CropMOSAIKS Featurization Repository

Purpose

The featurization repository is the first repository a user should use in order to execute the MOSAIKS approach. It is designed to guide a user through processing satellite images collected by Landsat 8 and Sentinel 2 on the STAC API. Code is tailored to run on Planetary Computer. This repository contains code for proccessing satellite imagery by encoding with random convolutional features. The methodology and workflow requires connection to a SpatioTemporal Asset Catalog (STAC) such as Microsoft's Planetary Computer (MPC). The base of the code found in this repostiory was originally created by the team at MPC and is hosted as a tutorial on MPC Hub. Our team has adapted and extended this codebase to featurize imagery over time (monthly) and to include a larger portion of the electromagnetic spectrum (i.e., satellite bands).

Alternatively, instead of processing satellite images, a user can download pre-processed feature files from the MOSAIKS API which hosts features collected from a private satellite. The features available on the MOSAIKS API are global and therefore not limited to the country of Zambia. In order to query features from this website, a user should upload a csv of latitude and longitude points (or create a bounding box) and the features will be processed and sent to the user to download. In order to merge these features with other data of interest and execute future analysis, please see the Modeling repository.

Datasets

Input

Satellites

Currently this code is adapted to use two satellites, Landsat 8 and Sentinel 2. These satellites were selected for two primary reasons:

Ideal temporal coverage that overlaps with our crop yield data for the country of Zambia, which allows us to geospatially and temporally join satelite feature data with crop yields to execute a supervised machine learning approach (see the Modeling repository for more information)
They are public satellite image archives readily available on the MPC data catalog. The existing MOSAIKS pipeline uses private satellite imagery

These satellites provide options for different band combinations, spectral resolutions, and temporal cycles (meaning the time intervals between passes over the country of Zambia). Additionally, these satellites can be used in combination for the years in which they overlap.

Geo-data

Aditionally a user will be required to supply a gesopatial polygon in order to make a grid of points at 0.01 degree intervals in WGS84. In place of a polygon, a simple bounding box can also be used. In general, we have been conducting analysis within a single country and use the outline of that country to first create our grid of points.

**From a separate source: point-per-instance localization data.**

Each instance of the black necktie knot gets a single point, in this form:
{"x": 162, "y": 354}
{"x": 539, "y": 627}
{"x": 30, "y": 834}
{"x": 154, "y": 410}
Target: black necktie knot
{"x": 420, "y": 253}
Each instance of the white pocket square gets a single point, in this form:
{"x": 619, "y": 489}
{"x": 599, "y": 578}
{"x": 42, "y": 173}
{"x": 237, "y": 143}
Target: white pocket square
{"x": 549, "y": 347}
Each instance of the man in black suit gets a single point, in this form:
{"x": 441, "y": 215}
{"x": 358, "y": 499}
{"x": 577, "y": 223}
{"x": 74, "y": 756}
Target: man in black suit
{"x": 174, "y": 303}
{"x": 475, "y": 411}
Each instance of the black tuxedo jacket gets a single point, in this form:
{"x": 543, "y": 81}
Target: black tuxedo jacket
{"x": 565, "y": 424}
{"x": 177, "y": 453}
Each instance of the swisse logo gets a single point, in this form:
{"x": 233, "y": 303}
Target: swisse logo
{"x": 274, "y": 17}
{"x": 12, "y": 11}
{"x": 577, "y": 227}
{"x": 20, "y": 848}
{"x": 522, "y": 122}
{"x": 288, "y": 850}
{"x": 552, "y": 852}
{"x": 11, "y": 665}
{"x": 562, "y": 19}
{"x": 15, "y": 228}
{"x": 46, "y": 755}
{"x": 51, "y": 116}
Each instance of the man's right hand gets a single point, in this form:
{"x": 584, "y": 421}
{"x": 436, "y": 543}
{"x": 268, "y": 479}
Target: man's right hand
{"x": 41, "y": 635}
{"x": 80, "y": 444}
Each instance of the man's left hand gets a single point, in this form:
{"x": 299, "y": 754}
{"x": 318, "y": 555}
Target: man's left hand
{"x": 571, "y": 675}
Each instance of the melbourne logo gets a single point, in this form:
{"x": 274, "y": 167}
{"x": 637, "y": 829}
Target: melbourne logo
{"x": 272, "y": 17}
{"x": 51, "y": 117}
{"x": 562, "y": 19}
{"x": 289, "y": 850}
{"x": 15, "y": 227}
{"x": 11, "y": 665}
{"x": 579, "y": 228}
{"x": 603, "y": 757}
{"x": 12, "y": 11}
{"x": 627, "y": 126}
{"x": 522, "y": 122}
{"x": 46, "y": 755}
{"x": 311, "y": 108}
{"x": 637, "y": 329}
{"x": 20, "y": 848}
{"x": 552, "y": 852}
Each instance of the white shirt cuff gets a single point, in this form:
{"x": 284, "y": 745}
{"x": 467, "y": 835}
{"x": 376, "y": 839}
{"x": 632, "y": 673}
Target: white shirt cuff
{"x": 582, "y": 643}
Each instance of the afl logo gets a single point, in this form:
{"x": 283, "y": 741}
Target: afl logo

More recently, our team has begun by first creating a grid of points that is premasked for cropland area in order to only retain the top 10% of points per district with crop land. These points are then uploaded to the data folder and used to match imagery in our featurization pipeline.

Output

The technique of Random Convolutional Features (RCFs), a subset of Random Kitchen Sinks, is a way to encode geospatial locations with information based on the satellite image of that location. These features reflect information such as image colors and image textures. This information could be the delimination between colors (like the edge of a field, forest, or building that appears as a line from space), and combinations of colors such as blue next to green. In practice, the specific nature of what information a feature holds is not necessary for it to be useful. In fact, we generally do not investigate possiblities for what a feature might describe, but rather we use them, and the relationship between them to build a model which is capable of predicting what we are interested in.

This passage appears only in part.